Inland terminal operator BCTN, part of the Inland Terminals Group (ITG), logistics service provider Nedcargo, and technology supplier Zero Emission Services (ZES) share a vision to achieve emission-free operations along crucial corridors and accelerate the sustainability of inland shipping. Collaborating across the entire logistics chain is the shared goal outlined in Project Zero.0, where agreements and objectives are defined.

The 90-meter-long Den Bosch Max Groen was completed in 2021. Owned by Nedcargo, the vessel was prepared for electric navigation during its construction.

To sail electrically with standard 20ft modular energy containers (ZESpacks), several modifications are required. For a fully emission-free voyage, the diesel generator will be removed, and a fixed battery pack will be installed as a replacement. The ZESpacks will be charged using green energy through the latest generation of 2x 1MVA charging stations from ZES.

Both the charging stations and ZESpacks are equipped with a 1MW Megawatt Charging System (MCS) connector, allowing the ZESpacks to be fully charged in just 3 hours.

The green energy is supplied based on Dutch origin guarantee certificates, and the usage of ZESpacks operates on an innovative pay-per-use payment model.

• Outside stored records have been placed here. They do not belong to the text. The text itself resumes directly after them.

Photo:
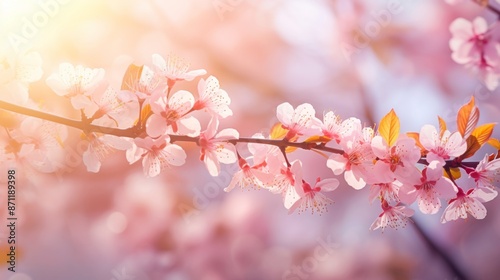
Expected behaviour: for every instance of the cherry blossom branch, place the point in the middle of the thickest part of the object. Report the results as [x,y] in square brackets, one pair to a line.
[137,131]
[130,132]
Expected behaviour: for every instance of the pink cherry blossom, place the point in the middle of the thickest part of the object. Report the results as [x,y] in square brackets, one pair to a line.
[398,160]
[468,39]
[215,147]
[487,173]
[298,121]
[212,98]
[77,80]
[473,46]
[99,148]
[441,148]
[392,216]
[468,203]
[248,175]
[312,197]
[157,154]
[37,144]
[174,69]
[267,157]
[334,128]
[428,190]
[357,159]
[146,89]
[287,182]
[171,114]
[387,191]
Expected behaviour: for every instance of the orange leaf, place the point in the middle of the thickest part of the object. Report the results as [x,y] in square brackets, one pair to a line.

By electrifying the Den Bosch Max Groen, it is estimated that this operation will annually reduce approximately 715 tons of CO2 and 13 tons of NOx emissions. Scaling up to a fleet of five emission-free ships will significantly increase the impact.

To provide loaded ZESpacks to the Den Bosch Max Groen, and eventually to the Den Bosch Max Blauw, Nijmegen Max, Venray Max, and Roermond Max, the latest generation of ZES charging stations will be developed at various strategic locations. The first charging station will be established at the BCTN terminal in Alblasserdam in the first quarter of 2024. Charging stations in Den Bosch (BCTN terminal), in Moerdijk, and at the Prins Johan Frisohaven in Rotterdam will follow shortly after.

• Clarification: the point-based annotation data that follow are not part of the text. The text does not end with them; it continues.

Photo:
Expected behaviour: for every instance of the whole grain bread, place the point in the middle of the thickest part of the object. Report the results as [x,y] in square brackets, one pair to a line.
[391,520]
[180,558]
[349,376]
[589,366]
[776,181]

“As the largest inland terminal operator in the Benelux, we aim to take the lead in further greening inland shipping. The innovation project involving the electrification of the Den Bosch Max Groen is an excellent initial step toward achieving this goal. Upon a successful evaluation of the project, multiple more ships will follow,” Eduard Backer, CEO of Inland Terminals Group, commented.

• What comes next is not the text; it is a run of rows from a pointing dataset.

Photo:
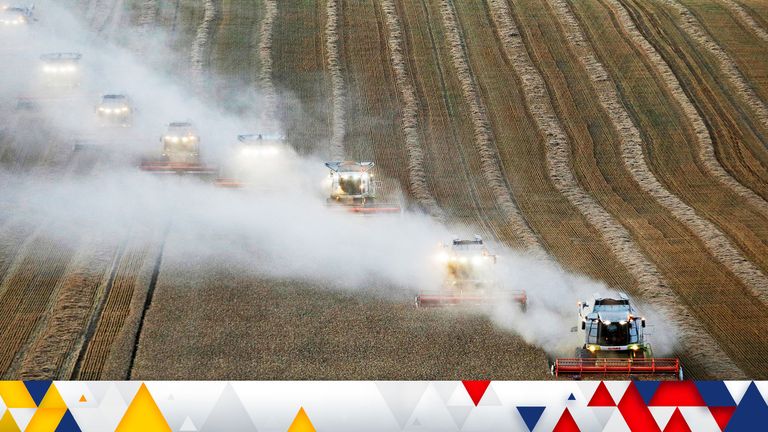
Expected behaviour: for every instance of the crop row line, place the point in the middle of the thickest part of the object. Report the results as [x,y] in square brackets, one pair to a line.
[484,140]
[417,178]
[633,158]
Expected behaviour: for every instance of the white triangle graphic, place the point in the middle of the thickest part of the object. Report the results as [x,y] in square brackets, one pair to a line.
[188,426]
[616,423]
[737,389]
[22,416]
[460,414]
[662,415]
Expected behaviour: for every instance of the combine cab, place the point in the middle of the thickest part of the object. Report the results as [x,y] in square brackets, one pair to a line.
[115,110]
[15,16]
[615,344]
[181,153]
[61,70]
[353,187]
[469,278]
[255,157]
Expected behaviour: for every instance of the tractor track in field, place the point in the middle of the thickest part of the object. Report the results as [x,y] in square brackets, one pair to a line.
[429,116]
[417,178]
[49,354]
[200,53]
[720,245]
[26,293]
[338,91]
[265,57]
[728,133]
[484,141]
[693,27]
[661,294]
[706,146]
[741,14]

“Nedcargo has decided to take a bold step and invest in the future. By 2050, inland shipping must be zero emission. If everyone waits until 2045, it will go wrong. You cannot convert six thousand ships in such a short period. We want to be involved now, and we are ready. Together with BCTN and ZES, we will establish a sustainable business case. This pilot is our starting point,” Marnix Vos, Project Manager at Nedcargo, said.

“Following a successful pilot with the Alphenaar, from which valuable lessons were learned, this agreement between ZES, Nedcargo, and BCTN represents an extremely important and significant step towards scaling up ZES in the Netherlands,” Bart Hoevenaars, CEO of Zero Emission Services, noted.

Approximately €50 million has been allocated from the National Growth Fund (NGF) for the greening of inland shipping. A portion of this fund has been designated for the development of ZES infrastructure, and another portion for ship owners for the conversion or construction of ships. Nedcargo is financing the ship conversion using subsidies from the I&W Greendeal and subsidies from the I&W Ship Subsidy Regulation (NGF). ZES is investing in the development of infrastructure and utilizing the allocated NGF subsidy for this purpose.